Celliod-
I noticed your question about why global warming occurs. Since questions about the oil industry are best left in the capable hands of people like Rockman, I'll tackle your question about the environment (as that's more my specialty anyway). Basically, life on earth depends on greenhouse gases, like carbon dioxide, water vapor, and methane. Without them in the atmosphere, the planet surface would be, on average, more than 50 degrees colder than it is, and uninabitable by most life as we know it (just a few chemosynthesizers maybe, near oceanic vents). But we do indeed have the greenhouse gases, and they serve as insulators. Among all the different frequencies of radiation which the sun emits, ultraviolet strikes the surface of the earth, warms it up, and is re-radiated as lower-energy, lower-frequency infrared. The greenhouse gas molecules absorb this infrared and re-radiate it themselves, which effectively means, they reflect a portion (not all--they re-radiate some out toward space as well...and they also absorb the IR from the sun too--but their effect is a net positive on the earth's energy budget) back toward the surface of the earth. Basically, the more greenhouse gases--i.e. the higher the concentration is among the other gases--the more heat they help retain, and the warmer the planet gets.
Very warm periods in the earth's past, like the Cretaceous, from about 150 million to 65 years ago, featured dinosaurs, CO2 levels nearly four times what they are now, no polar ice caps, and a North American continent which was nearly 50% underwater, because of the Western Interior Seaway (the reason we have all those swell gas, oil and coal deposits running through the middle of our country). Carbon dioxide content matters. It has fluctuated widely during the planet's history, due to many causes, not all understood. One theory on the planet's biggest climate swings has to do with degree to which continents are plowing into each other and building mountains, which then chemically erode, removing CO2 from the atmosphere as they do, causing things to cool down. There's a decent-sized literature on orogenic climate theory.

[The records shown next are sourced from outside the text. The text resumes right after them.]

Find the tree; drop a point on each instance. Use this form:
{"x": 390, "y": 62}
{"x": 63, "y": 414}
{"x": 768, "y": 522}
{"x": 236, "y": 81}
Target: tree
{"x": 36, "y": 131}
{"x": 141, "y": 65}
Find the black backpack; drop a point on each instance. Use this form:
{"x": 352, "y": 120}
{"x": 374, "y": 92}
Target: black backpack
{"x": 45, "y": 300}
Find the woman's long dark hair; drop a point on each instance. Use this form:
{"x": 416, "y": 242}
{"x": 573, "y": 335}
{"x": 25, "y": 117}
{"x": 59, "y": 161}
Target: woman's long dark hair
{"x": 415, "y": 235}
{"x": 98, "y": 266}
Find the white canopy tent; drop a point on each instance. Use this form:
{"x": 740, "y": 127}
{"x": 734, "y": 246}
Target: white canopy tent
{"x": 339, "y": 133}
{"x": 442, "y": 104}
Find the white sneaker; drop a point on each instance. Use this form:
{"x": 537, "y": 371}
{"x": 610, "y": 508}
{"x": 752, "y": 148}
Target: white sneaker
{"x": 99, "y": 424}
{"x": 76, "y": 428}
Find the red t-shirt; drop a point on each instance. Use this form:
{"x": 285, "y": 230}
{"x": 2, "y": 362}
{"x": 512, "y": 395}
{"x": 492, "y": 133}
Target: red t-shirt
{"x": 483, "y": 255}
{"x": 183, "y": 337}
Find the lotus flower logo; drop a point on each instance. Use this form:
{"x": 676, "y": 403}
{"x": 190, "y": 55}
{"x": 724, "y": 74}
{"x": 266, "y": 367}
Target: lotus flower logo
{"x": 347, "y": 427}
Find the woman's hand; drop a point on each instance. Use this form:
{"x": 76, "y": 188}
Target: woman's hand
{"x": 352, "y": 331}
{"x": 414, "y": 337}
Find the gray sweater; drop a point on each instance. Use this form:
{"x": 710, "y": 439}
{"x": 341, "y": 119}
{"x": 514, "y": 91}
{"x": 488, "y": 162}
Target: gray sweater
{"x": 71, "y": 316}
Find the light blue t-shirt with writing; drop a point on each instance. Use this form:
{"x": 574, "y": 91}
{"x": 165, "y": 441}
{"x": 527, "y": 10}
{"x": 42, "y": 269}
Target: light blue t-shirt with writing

Flash forward to now--we're burning all these organic compounds, releasing a lot of CO2 into the air, causing the atmosphere to retain more heat, most of which goes into the oceans. It's established fact that the world is quickly warming up. Overwhelming scientific consensus holds that humans are directly responsible. There are a lot of good sources of information about this on the web, but there's a lot of BS denialism too. The best source--thought not the easiest--is the Intergovernmental Panel on Climate Change, or IPCC. They've been rolling out their latest batch of reports over the last year or so. They're amazingly thorough, detailed, and long. But one I recommend to interested parties is the first installment, The Physical Science Basis. It lays out quite thoroughly the evidence behind climate change theory. It's not an easy read. For beginners, I recommend the Summary for Policymakers. If you want to invest 3-4 hours and stretch your brain a bit, try tackling the Technical Summary. It's an education in itself.